Who has believed the words of prophets?

Updated: Jan 30, 2021

In my study of the lessons coming up for the Fifth Sunday of Easter, I was led to read what the Ethiopian eunuch was reading, when he encountered Philip in the wilderness, who offered to explain how Isaiah was prophesying the coming of Jesus.  While that certainly was the case, has the prophecy turned old, stale, and dropped from the living vine, like a dead branch?  Or, does it continue to live, just as Jesus continued to live in the Apostles … like Philip.  Read this with a new pair of eyes and see if you can see what I see.

“Who has believed our message and to whom has the arm of the Lord been revealed?”

“He grew up before him like a tender shoot,and like a root out of dry ground. He had no beauty or majesty to attract us to him, nothing in his appearance that we should desire him. He was despised and rejected by mankind, a man of suffering, and familiar with pain. Like one from whom people hide their faces he was despised, and we held him in low esteem. Surely he took up our pain and bore our suffering, yet we considered him punished by God, stricken by him, and afflicted. But he was pierced for our transgressions, he was crushed for our iniquities; the punishment that brought us peace was on him, and by his wounds we are healed. We all, like sheep, have gone astray, each of us has turned to our own way; and the Lord has laid on him the iniquity of us all.”

We all know this refers to Jesus, the Son of God, who would come centuries later; but have you met someone like the one detailed, in your lifetime?

A tender shoot, not a might oak of establishment? One of ugly appearance, not polished and well-dressed? A person offering views that go against those comfortable? A person despised for suggesting you do more? A person without pedigree or goals to amass fortune? A person you assume has been punished by God?

Do you pierce people with your glares of disdain? Do you punish those you outcast by your silence and coldness? Have you never gone astray, yet despise those who pick at your scab of guilt? Have you ever come across a scapegoat in the wilderness?

I ask this last question because the focus of Isaiah 53:7-8 – the words Philip heard the Ethiopian eunuch reading – say:

“He was oppressed and He was afflicted, yet He opened not His mouth;

He was led as a lamb to the slaughter, and as a sheep before its shearers is silent, so He opened not His mouth.

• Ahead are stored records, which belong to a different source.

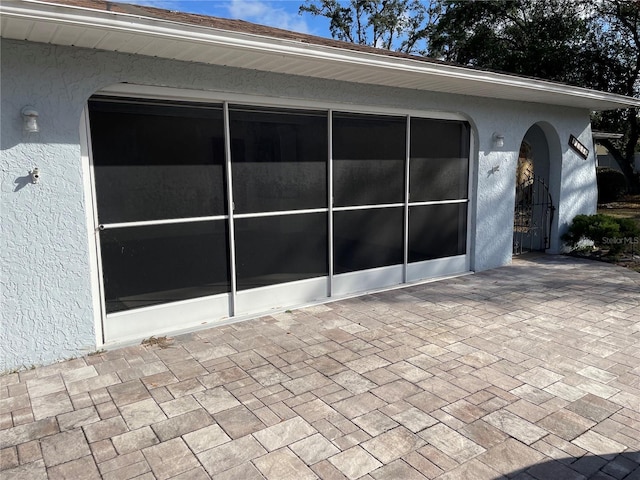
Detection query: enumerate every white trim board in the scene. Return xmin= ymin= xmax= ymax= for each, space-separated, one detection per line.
xmin=2 ymin=0 xmax=638 ymax=110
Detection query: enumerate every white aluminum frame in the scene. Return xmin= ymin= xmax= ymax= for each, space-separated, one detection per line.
xmin=333 ymin=265 xmax=404 ymax=297
xmin=83 ymin=84 xmax=474 ymax=346
xmin=236 ymin=277 xmax=329 ymax=316
xmin=80 ymin=109 xmax=106 ymax=345
xmin=104 ymin=293 xmax=232 ymax=344
xmin=407 ymin=255 xmax=468 ymax=283
xmin=404 ymin=115 xmax=411 ymax=283
xmin=223 ymin=101 xmax=238 ymax=316
xmin=233 ymin=208 xmax=327 ymax=219
xmin=327 ymin=110 xmax=335 ymax=297
xmin=99 ymin=84 xmax=467 ymax=122
xmin=333 ymin=203 xmax=405 ymax=211
xmin=98 ymin=215 xmax=227 ymax=230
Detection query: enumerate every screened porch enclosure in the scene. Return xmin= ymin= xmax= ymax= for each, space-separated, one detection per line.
xmin=87 ymin=96 xmax=471 ymax=342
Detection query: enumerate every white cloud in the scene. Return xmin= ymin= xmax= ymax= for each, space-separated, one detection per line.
xmin=111 ymin=0 xmax=313 ymax=34
xmin=227 ymin=0 xmax=311 ymax=33
xmin=113 ymin=0 xmax=185 ymax=10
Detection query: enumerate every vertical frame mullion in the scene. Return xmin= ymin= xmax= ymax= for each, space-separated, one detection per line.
xmin=81 ymin=106 xmax=108 ymax=345
xmin=466 ymin=125 xmax=474 ymax=271
xmin=328 ymin=110 xmax=334 ymax=297
xmin=223 ymin=102 xmax=238 ymax=315
xmin=403 ymin=115 xmax=411 ymax=283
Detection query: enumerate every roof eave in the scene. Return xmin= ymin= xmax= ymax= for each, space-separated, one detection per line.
xmin=2 ymin=0 xmax=639 ymax=111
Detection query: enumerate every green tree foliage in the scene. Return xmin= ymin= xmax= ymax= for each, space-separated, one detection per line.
xmin=429 ymin=0 xmax=639 ymax=189
xmin=587 ymin=1 xmax=640 ymax=187
xmin=562 ymin=213 xmax=640 ymax=255
xmin=299 ymin=0 xmax=444 ymax=54
xmin=300 ymin=0 xmax=640 ymax=190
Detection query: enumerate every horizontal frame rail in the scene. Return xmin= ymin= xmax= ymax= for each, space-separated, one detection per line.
xmin=98 ymin=215 xmax=228 ymax=230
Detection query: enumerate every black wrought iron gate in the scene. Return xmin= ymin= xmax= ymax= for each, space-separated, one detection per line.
xmin=513 ymin=175 xmax=555 ymax=255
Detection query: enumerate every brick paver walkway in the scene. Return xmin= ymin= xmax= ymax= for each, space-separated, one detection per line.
xmin=1 ymin=255 xmax=639 ymax=479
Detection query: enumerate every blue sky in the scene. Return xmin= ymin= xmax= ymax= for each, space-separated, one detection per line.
xmin=114 ymin=0 xmax=334 ymax=37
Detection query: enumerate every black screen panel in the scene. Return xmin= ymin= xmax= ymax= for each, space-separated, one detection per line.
xmin=100 ymin=221 xmax=230 ymax=313
xmin=408 ymin=204 xmax=467 ymax=262
xmin=230 ymin=107 xmax=327 ymax=213
xmin=89 ymin=99 xmax=226 ymax=223
xmin=333 ymin=113 xmax=406 ymax=206
xmin=334 ymin=208 xmax=404 ymax=274
xmin=235 ymin=213 xmax=328 ymax=290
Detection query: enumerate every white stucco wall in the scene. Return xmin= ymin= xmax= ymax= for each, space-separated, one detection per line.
xmin=1 ymin=39 xmax=598 ymax=370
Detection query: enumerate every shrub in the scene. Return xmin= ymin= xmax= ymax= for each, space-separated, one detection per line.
xmin=562 ymin=213 xmax=640 ymax=255
xmin=596 ymin=167 xmax=627 ymax=203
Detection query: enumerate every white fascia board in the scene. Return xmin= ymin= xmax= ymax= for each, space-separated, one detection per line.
xmin=2 ymin=0 xmax=640 ymax=111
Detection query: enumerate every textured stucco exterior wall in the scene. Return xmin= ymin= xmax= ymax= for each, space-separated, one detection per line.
xmin=553 ymin=117 xmax=598 ymax=253
xmin=1 ymin=39 xmax=597 ymax=370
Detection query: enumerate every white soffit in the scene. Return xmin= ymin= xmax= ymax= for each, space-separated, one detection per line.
xmin=2 ymin=0 xmax=639 ymax=111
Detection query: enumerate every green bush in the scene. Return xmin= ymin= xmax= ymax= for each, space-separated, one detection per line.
xmin=562 ymin=213 xmax=640 ymax=255
xmin=596 ymin=167 xmax=627 ymax=203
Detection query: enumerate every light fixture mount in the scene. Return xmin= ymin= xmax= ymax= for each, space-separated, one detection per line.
xmin=492 ymin=132 xmax=505 ymax=148
xmin=21 ymin=106 xmax=39 ymax=133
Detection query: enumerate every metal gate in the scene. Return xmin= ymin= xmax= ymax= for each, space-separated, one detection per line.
xmin=513 ymin=174 xmax=555 ymax=255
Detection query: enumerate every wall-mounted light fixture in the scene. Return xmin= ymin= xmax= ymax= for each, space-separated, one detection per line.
xmin=21 ymin=106 xmax=39 ymax=133
xmin=492 ymin=132 xmax=505 ymax=149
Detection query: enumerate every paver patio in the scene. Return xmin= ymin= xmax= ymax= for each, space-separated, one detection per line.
xmin=1 ymin=254 xmax=639 ymax=479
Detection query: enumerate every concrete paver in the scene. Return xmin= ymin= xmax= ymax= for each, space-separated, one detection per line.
xmin=1 ymin=255 xmax=639 ymax=479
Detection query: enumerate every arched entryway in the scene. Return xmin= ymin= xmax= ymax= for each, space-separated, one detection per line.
xmin=513 ymin=124 xmax=556 ymax=255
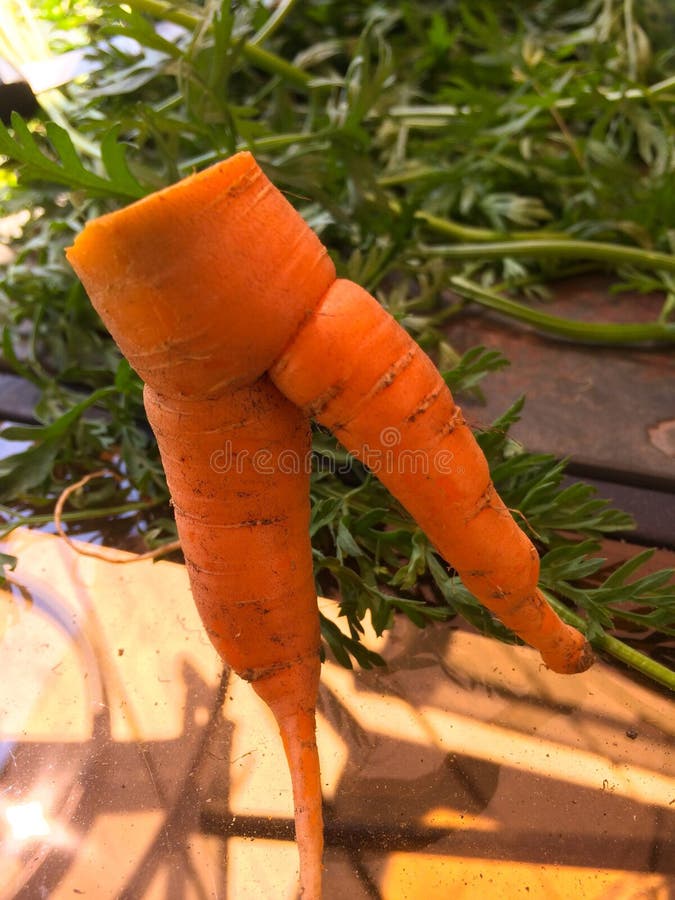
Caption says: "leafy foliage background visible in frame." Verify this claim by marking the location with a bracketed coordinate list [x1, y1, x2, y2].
[0, 0, 673, 685]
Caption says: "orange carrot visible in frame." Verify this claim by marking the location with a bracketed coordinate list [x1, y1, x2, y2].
[144, 379, 323, 897]
[66, 149, 592, 899]
[66, 151, 335, 393]
[269, 278, 594, 675]
[66, 153, 333, 898]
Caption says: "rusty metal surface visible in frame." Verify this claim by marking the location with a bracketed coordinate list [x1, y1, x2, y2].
[445, 275, 675, 491]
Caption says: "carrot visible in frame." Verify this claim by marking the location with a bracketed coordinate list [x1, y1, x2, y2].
[66, 149, 592, 899]
[269, 278, 594, 675]
[66, 153, 333, 898]
[66, 150, 335, 393]
[144, 379, 323, 898]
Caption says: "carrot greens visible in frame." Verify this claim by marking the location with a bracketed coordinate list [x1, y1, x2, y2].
[0, 0, 673, 689]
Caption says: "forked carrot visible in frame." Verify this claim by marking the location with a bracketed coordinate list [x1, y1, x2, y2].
[67, 150, 593, 899]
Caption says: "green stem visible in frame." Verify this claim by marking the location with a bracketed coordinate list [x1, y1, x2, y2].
[241, 41, 312, 88]
[250, 0, 299, 46]
[377, 166, 454, 189]
[122, 0, 312, 87]
[415, 210, 570, 243]
[542, 590, 675, 692]
[117, 0, 197, 30]
[643, 74, 675, 97]
[492, 262, 599, 293]
[0, 500, 161, 538]
[179, 129, 333, 174]
[449, 276, 675, 344]
[419, 231, 675, 275]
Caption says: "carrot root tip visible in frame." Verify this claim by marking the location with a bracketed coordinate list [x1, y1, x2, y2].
[574, 640, 596, 673]
[542, 639, 595, 675]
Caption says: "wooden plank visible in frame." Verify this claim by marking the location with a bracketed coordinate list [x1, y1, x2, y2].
[446, 275, 675, 489]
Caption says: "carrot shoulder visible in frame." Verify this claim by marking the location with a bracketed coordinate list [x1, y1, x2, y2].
[66, 151, 335, 392]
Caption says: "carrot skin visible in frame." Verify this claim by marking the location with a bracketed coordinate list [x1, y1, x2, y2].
[143, 377, 323, 897]
[270, 279, 594, 675]
[66, 152, 335, 395]
[253, 659, 323, 899]
[67, 153, 329, 897]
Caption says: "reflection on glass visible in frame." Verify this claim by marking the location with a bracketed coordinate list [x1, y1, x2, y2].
[0, 574, 101, 897]
[4, 800, 51, 841]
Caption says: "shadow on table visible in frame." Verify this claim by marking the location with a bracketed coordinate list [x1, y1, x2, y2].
[1, 532, 673, 899]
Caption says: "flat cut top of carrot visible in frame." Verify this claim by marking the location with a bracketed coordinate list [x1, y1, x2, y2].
[66, 152, 336, 398]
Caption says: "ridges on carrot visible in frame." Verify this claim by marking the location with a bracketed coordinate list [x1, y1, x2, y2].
[269, 278, 593, 675]
[143, 378, 324, 899]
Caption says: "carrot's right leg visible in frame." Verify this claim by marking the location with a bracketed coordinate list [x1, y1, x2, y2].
[270, 279, 593, 675]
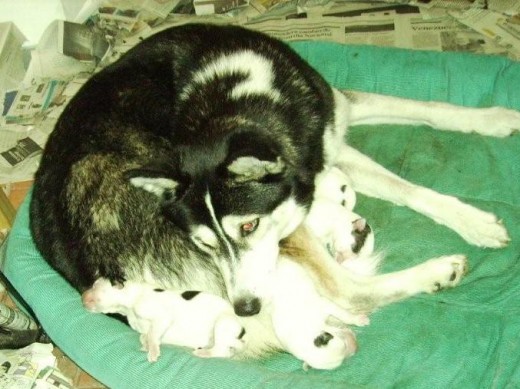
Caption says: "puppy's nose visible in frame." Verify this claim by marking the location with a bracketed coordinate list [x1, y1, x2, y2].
[233, 296, 261, 316]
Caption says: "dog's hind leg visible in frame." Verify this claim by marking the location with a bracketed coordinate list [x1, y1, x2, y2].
[341, 90, 520, 137]
[343, 254, 469, 313]
[282, 226, 469, 314]
[334, 144, 510, 248]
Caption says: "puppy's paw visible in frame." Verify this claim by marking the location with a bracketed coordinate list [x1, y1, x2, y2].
[193, 348, 213, 358]
[146, 344, 160, 362]
[351, 314, 370, 327]
[423, 255, 468, 293]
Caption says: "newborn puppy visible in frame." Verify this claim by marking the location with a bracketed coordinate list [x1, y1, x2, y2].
[82, 279, 245, 362]
[266, 167, 379, 370]
[270, 253, 369, 370]
[82, 167, 376, 369]
[307, 166, 375, 264]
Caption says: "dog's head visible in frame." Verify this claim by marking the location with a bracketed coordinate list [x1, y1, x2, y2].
[125, 129, 311, 316]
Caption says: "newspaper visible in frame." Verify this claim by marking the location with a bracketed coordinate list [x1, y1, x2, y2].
[0, 23, 27, 99]
[0, 0, 519, 193]
[194, 0, 249, 16]
[0, 125, 47, 185]
[23, 21, 98, 84]
[450, 8, 520, 60]
[245, 7, 510, 57]
[488, 0, 520, 16]
[0, 343, 73, 389]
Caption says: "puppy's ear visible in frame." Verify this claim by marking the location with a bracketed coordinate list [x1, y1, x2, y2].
[227, 156, 285, 183]
[124, 168, 179, 198]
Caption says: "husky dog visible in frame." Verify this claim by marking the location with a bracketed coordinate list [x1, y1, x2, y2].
[81, 168, 372, 369]
[82, 278, 245, 362]
[30, 24, 518, 357]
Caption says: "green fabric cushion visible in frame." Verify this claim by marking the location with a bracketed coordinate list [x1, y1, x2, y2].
[4, 42, 520, 388]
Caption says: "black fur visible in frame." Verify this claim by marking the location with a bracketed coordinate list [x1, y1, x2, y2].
[181, 290, 201, 300]
[30, 23, 335, 295]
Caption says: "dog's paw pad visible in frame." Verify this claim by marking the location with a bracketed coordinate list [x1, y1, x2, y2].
[425, 255, 468, 293]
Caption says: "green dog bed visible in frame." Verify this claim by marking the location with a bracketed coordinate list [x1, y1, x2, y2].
[4, 40, 520, 388]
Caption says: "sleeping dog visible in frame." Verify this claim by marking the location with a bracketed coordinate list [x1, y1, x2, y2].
[31, 23, 518, 358]
[82, 168, 372, 369]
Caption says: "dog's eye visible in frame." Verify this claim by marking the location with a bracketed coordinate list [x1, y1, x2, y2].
[240, 218, 259, 237]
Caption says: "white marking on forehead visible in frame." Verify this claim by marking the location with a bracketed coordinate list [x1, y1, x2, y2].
[182, 51, 281, 101]
[204, 190, 237, 265]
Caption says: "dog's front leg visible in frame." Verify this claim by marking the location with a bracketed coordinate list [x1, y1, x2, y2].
[335, 144, 510, 248]
[342, 90, 520, 137]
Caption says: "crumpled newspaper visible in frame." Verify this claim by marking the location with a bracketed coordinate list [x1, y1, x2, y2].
[0, 343, 73, 389]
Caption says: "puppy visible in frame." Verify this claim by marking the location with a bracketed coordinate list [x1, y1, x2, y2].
[82, 279, 245, 362]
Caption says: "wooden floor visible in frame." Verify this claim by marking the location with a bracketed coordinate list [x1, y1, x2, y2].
[1, 182, 107, 388]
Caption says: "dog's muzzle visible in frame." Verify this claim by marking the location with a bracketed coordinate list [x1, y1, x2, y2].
[233, 295, 262, 317]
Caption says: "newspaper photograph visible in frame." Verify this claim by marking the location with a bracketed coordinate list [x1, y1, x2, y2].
[451, 8, 520, 60]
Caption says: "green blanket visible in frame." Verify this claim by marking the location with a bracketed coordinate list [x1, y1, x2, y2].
[4, 41, 520, 388]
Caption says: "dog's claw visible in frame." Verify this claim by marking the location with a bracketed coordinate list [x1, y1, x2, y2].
[424, 255, 468, 294]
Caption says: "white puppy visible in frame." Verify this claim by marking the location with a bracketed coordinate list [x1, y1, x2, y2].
[81, 167, 376, 369]
[268, 167, 376, 370]
[270, 255, 369, 370]
[82, 279, 245, 362]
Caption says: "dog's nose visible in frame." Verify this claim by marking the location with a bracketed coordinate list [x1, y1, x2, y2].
[233, 296, 261, 316]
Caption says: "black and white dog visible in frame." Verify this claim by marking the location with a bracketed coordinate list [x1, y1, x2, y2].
[30, 24, 518, 358]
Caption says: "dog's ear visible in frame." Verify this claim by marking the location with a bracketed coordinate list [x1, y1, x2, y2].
[124, 168, 180, 198]
[227, 156, 285, 183]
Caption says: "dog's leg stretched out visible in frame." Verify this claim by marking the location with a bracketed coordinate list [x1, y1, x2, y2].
[335, 144, 509, 248]
[329, 90, 515, 248]
[344, 90, 520, 137]
[283, 225, 468, 314]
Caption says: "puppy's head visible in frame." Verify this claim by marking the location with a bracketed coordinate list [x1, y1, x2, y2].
[125, 130, 310, 317]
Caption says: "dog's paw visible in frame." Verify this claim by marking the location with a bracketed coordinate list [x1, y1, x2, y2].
[432, 196, 510, 248]
[350, 314, 370, 327]
[448, 106, 520, 137]
[193, 348, 213, 358]
[315, 167, 357, 209]
[422, 255, 468, 293]
[146, 344, 161, 363]
[472, 107, 520, 137]
[454, 208, 509, 248]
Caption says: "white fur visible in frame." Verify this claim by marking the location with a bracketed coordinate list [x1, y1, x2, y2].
[129, 177, 178, 197]
[326, 89, 512, 248]
[270, 257, 368, 370]
[347, 91, 520, 137]
[220, 197, 307, 306]
[82, 279, 244, 362]
[181, 51, 281, 101]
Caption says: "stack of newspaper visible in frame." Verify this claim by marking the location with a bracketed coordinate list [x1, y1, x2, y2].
[1, 0, 520, 186]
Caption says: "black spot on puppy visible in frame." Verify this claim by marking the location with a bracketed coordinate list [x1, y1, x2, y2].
[153, 288, 165, 292]
[314, 331, 334, 347]
[181, 290, 201, 300]
[352, 220, 372, 254]
[238, 328, 246, 339]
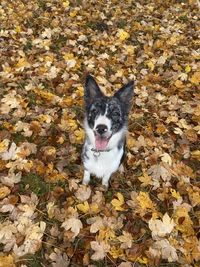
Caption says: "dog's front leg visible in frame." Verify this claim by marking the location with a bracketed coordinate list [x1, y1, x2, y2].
[82, 170, 90, 185]
[102, 174, 111, 188]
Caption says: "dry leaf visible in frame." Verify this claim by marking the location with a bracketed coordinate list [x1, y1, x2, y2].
[118, 231, 132, 249]
[111, 192, 125, 211]
[62, 218, 83, 238]
[75, 185, 91, 202]
[149, 213, 175, 238]
[90, 241, 110, 261]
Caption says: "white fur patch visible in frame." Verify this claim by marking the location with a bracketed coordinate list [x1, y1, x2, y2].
[83, 123, 126, 186]
[94, 114, 111, 131]
[84, 144, 124, 178]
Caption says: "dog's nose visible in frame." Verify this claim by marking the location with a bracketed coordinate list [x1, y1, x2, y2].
[95, 124, 108, 135]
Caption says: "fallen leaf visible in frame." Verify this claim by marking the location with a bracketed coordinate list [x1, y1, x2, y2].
[111, 192, 125, 211]
[62, 218, 83, 238]
[149, 213, 175, 238]
[90, 241, 110, 261]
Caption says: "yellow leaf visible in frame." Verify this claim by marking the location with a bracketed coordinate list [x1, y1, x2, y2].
[70, 10, 77, 17]
[138, 171, 152, 187]
[174, 80, 184, 88]
[174, 207, 194, 235]
[0, 139, 9, 153]
[111, 192, 125, 211]
[118, 29, 130, 41]
[137, 257, 148, 265]
[63, 1, 69, 8]
[191, 150, 200, 161]
[74, 128, 85, 143]
[15, 25, 21, 33]
[136, 191, 155, 210]
[63, 52, 75, 61]
[146, 60, 155, 71]
[0, 255, 15, 267]
[90, 203, 100, 214]
[190, 72, 200, 85]
[185, 64, 191, 73]
[0, 186, 11, 199]
[109, 246, 124, 259]
[170, 189, 181, 200]
[98, 227, 116, 242]
[126, 45, 135, 54]
[15, 57, 30, 70]
[77, 201, 90, 213]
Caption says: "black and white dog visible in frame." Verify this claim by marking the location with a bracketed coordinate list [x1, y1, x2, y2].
[82, 75, 134, 187]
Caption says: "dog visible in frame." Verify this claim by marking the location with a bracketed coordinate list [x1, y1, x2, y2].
[82, 74, 134, 187]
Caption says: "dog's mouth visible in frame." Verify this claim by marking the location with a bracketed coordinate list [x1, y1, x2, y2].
[95, 135, 111, 151]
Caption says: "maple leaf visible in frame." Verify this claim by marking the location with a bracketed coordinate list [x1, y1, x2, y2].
[0, 139, 9, 153]
[0, 186, 11, 199]
[136, 191, 155, 211]
[118, 29, 130, 41]
[160, 153, 172, 166]
[190, 71, 200, 85]
[49, 248, 70, 267]
[148, 164, 171, 184]
[111, 192, 125, 211]
[0, 222, 17, 244]
[118, 231, 132, 249]
[109, 246, 124, 259]
[25, 221, 46, 241]
[149, 239, 178, 262]
[88, 216, 104, 233]
[47, 202, 57, 219]
[61, 218, 83, 238]
[174, 207, 194, 235]
[1, 142, 19, 161]
[15, 57, 30, 71]
[90, 241, 110, 261]
[149, 213, 175, 238]
[0, 171, 21, 187]
[138, 171, 152, 187]
[191, 150, 200, 161]
[76, 201, 90, 213]
[75, 185, 91, 202]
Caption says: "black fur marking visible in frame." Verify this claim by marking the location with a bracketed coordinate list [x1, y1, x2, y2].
[84, 75, 134, 134]
[81, 145, 89, 161]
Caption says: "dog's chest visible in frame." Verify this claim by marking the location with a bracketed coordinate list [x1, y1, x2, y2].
[83, 146, 124, 178]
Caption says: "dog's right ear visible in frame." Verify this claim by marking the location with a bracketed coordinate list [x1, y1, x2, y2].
[84, 75, 103, 105]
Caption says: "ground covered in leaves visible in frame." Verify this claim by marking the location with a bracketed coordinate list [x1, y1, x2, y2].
[0, 0, 200, 266]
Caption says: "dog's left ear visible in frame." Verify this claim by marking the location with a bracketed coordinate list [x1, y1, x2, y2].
[114, 81, 134, 111]
[84, 74, 103, 105]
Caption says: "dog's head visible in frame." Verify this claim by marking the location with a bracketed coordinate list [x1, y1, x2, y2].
[84, 75, 134, 151]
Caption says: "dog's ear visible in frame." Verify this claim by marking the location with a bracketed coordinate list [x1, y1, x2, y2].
[84, 75, 103, 105]
[114, 81, 134, 111]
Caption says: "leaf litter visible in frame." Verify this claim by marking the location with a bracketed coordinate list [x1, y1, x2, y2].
[0, 0, 200, 266]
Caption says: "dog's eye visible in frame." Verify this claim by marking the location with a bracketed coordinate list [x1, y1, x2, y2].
[91, 108, 98, 114]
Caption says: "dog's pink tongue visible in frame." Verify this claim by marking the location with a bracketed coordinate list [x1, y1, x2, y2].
[95, 137, 109, 150]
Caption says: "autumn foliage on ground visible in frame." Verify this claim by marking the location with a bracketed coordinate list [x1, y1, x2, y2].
[0, 0, 200, 266]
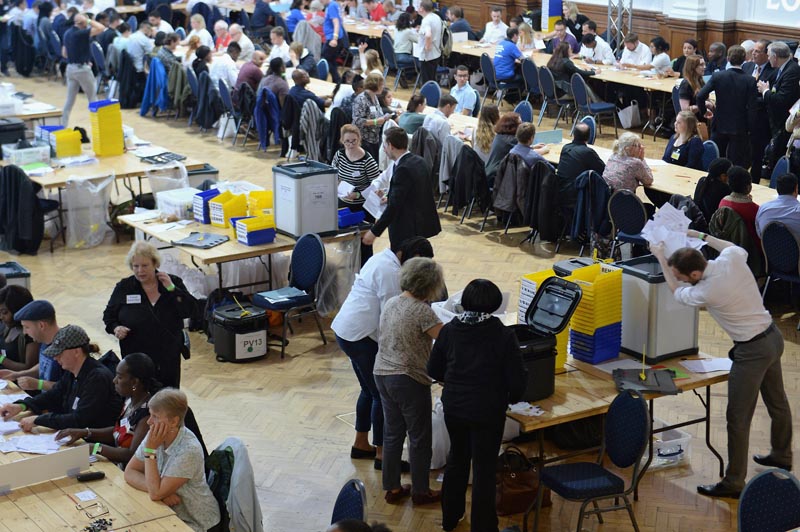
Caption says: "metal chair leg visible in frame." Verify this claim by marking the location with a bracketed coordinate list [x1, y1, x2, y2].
[461, 196, 475, 224]
[480, 207, 491, 232]
[280, 312, 288, 359]
[503, 211, 514, 234]
[762, 276, 771, 300]
[623, 495, 641, 532]
[312, 308, 327, 345]
[537, 101, 547, 126]
[592, 500, 603, 523]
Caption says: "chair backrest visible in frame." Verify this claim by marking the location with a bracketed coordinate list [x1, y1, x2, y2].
[580, 115, 596, 144]
[240, 9, 251, 31]
[771, 156, 790, 188]
[739, 469, 800, 532]
[570, 73, 590, 111]
[186, 66, 199, 96]
[538, 66, 558, 101]
[420, 80, 441, 108]
[218, 79, 235, 113]
[671, 85, 681, 115]
[191, 2, 211, 28]
[479, 53, 498, 90]
[702, 140, 719, 171]
[289, 233, 326, 294]
[127, 15, 137, 32]
[156, 3, 172, 24]
[330, 478, 367, 524]
[604, 390, 649, 471]
[91, 41, 106, 74]
[608, 189, 648, 236]
[471, 88, 481, 117]
[380, 30, 396, 69]
[513, 100, 533, 123]
[48, 30, 61, 59]
[316, 58, 328, 80]
[522, 58, 540, 96]
[175, 26, 186, 40]
[762, 221, 800, 277]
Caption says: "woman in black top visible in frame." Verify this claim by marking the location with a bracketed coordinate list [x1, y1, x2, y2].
[191, 45, 211, 78]
[672, 38, 698, 79]
[0, 285, 38, 373]
[428, 279, 526, 532]
[485, 112, 521, 187]
[562, 1, 589, 43]
[678, 54, 706, 123]
[694, 157, 732, 222]
[547, 41, 597, 96]
[103, 242, 196, 388]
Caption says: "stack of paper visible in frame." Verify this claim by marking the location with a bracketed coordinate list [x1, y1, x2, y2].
[641, 202, 705, 256]
[257, 286, 307, 304]
[509, 402, 545, 417]
[0, 420, 19, 435]
[5, 433, 62, 454]
[680, 358, 732, 373]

He was taken from prison and from judgment, and who will declare His generation?

For He was cut off from the land of the living; for the transgressions of My people He was stricken.”

This is a clear prophecy of Jesus as the sacrificial lamb, but this prophecy of Isaiah is not the only place one sees how “the transgressions of [the] people” cause an animal to be “stricken,” or slaughtered.

In Leviticus 16, we find how God gave instructions to Aaron to gather two goats for a ritual of Atonement (Leviticus 16:7-10).

“He shall take the two goats and present them before the Lord at the door of the tabernacle of meeting. Then Aaron shall cast lots for the two goats: one lot for the Lord and the other lot for the scapegoat. And Aaron shall bring the goat on which the Lord’s lot fell, and offer it as a sin offering. But the goat on which the lot fell to be the scapegoat shall be presented alive before the Lord, to make atonement upon it, and to let it go as the scapegoat into the wilderness.”

Both goats were sacrificed for the sins of the people, meaning the slaughter of Jesus was symbolic of the goat that was offered to God, while the scapegoat was those who would remain on earth, still sacrificed for the sins of the people, by being “special” goats.  This becomes those who Jesus return to sacrifice, placing the sins of the people on the heads of the Apostles.  The two are then the duality of one – the Apostle with the Holy Spirit.

The scapegoats are those who have believed our message and to whom has the arm of the Lord been revealed, for the purpose of touching others, so they too may become atoned.